Every religion has had historical episodes of violence
Stabroek News
August 28, 2001

Dear Editor,

It must have been reassuring for many to read Shaun Samaroo's letter [ please note: link provided by LOSP web site ] to the press (SN Monday August 20th.) Mr. Samaroo said brotherly love, kindness and forgiveness are virtues extolled by "Christian thought."

Me, I need a bit more "Christian practise" and a little less of "Christian thought" to restore my confidence in the brotherly love Mr. Samaroo spoke about. Some modern Christians in Bosnia and Northern Ireland seem to have taken Jesus' words to heart when he said: "Think not that I am come to send peace on earth: I came not to send peace but a sword" Matt. 10:34.

It is believed that over two million people have been killed in Sudan as a conflict between Muslims and Christians rolled on without much "kindness and forgiveness." Here the faithful use famine as a weapon of extermination.

There are too many instances of violence, mayhem and murder involving all religions to recount here. And maybe there are instances of brotherly love also.

I, like Charles Darwin, believe that modern thought, which grew from the gradual enlightenment of human understanding, followed the progress of science and not the unchanging rules of religious dogma. Below I gave a few reasons for my belief.

Isn't it true that were we to adhere to religious thought we would still believe the earth to be flat and that it stood at the centre of the universe with the sun and planets revolving around it in fixed crystal spheres? Wouldn't we think that comets are the fireballs thrown in anger by the right hand of God and that these bodies are messengers of doom and despair?

Wouldn't we believe that ordinary events of nature (like earthquakes and storms, etc.) are due to divine punishment or caused by miracles, angels and demons who routinely intervene in such things? Would we have studied physics, chemistry and other sciences to understand such phenomena in a rational manner?

And how did the religious community treat those who endeavoured to use "God's gift" of an evolving intelligence? Copernicus had known since 1500 AD that the sun was at the centre of the solar system but fearing the wrath of the Church he kept his knowledge secret for over thirty years. Remember too Giordano Bruno, Galilei Galiler and many others who suffered for their scientific views.

One would believe that if religious dogma is the source of all truth the churches would have been on the cutting edge of science and not the persecutors of it.

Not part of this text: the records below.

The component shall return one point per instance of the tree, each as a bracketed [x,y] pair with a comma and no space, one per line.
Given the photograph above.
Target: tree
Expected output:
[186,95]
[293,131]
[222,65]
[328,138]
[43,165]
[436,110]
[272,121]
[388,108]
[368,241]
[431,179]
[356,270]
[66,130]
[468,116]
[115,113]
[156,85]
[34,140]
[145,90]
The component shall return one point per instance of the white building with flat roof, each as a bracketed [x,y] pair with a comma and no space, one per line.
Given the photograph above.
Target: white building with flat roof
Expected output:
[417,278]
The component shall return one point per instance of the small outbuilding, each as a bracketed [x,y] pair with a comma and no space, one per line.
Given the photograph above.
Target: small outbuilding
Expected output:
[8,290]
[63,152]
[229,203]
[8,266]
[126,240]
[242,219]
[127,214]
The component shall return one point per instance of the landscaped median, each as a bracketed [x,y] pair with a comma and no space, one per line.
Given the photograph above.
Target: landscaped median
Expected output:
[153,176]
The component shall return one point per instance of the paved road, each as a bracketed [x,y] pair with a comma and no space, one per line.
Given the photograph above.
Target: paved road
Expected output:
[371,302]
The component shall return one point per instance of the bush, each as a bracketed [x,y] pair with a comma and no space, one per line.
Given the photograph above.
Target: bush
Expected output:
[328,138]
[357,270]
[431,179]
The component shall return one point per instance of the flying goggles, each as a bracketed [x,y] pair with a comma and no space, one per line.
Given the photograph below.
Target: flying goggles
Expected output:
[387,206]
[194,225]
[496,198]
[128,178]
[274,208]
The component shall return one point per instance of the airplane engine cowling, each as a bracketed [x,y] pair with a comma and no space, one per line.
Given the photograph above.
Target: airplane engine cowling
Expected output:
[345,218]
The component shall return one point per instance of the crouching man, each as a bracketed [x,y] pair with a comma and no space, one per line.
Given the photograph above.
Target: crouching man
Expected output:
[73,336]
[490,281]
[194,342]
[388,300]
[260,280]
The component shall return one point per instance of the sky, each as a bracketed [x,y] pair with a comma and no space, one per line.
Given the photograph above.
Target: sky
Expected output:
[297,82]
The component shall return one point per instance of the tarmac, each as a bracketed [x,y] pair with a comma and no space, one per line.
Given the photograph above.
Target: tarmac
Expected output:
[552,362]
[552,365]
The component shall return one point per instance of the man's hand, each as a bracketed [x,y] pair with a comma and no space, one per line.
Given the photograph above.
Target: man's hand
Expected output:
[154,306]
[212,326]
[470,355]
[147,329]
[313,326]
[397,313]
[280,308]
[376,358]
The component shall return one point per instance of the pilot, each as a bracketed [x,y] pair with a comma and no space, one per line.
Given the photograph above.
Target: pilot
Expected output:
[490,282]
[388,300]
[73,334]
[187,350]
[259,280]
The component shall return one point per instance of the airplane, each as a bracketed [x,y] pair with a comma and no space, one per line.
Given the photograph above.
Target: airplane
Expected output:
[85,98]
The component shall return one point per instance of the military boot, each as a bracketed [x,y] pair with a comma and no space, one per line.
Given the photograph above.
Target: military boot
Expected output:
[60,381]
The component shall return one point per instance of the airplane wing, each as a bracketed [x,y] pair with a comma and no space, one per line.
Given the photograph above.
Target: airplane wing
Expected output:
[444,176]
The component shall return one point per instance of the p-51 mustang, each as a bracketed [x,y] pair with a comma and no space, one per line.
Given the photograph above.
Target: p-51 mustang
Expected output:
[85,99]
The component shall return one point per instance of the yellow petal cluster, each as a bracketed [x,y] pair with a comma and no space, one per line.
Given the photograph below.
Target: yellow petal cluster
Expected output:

Finally, I disagree with Mr. Samaroo that it was the power of Christ's message which prompted a change in Paul's life. Paul, who was called Saul, was a Jewish Pharisee (I'm not sure why Mr. Samaroo called him a tax collector) who disparaged Christ's message. In fact, Saul was the chief persecutor of those who

believed in Jesus. Saul considered this new sect a serious threat to Judaism.

Saul's conversion (together with his name change to Paul) was not based on Jesus' message but rather on a traumatic and terrifying event on the road to Damascus. Paul had an instant change of heart when he was struck blind and spoken to by Jesus. Immediately thereafter, Paul became an outstanding teacher of the faith and displayed a comprehension of every aspect of Christianity.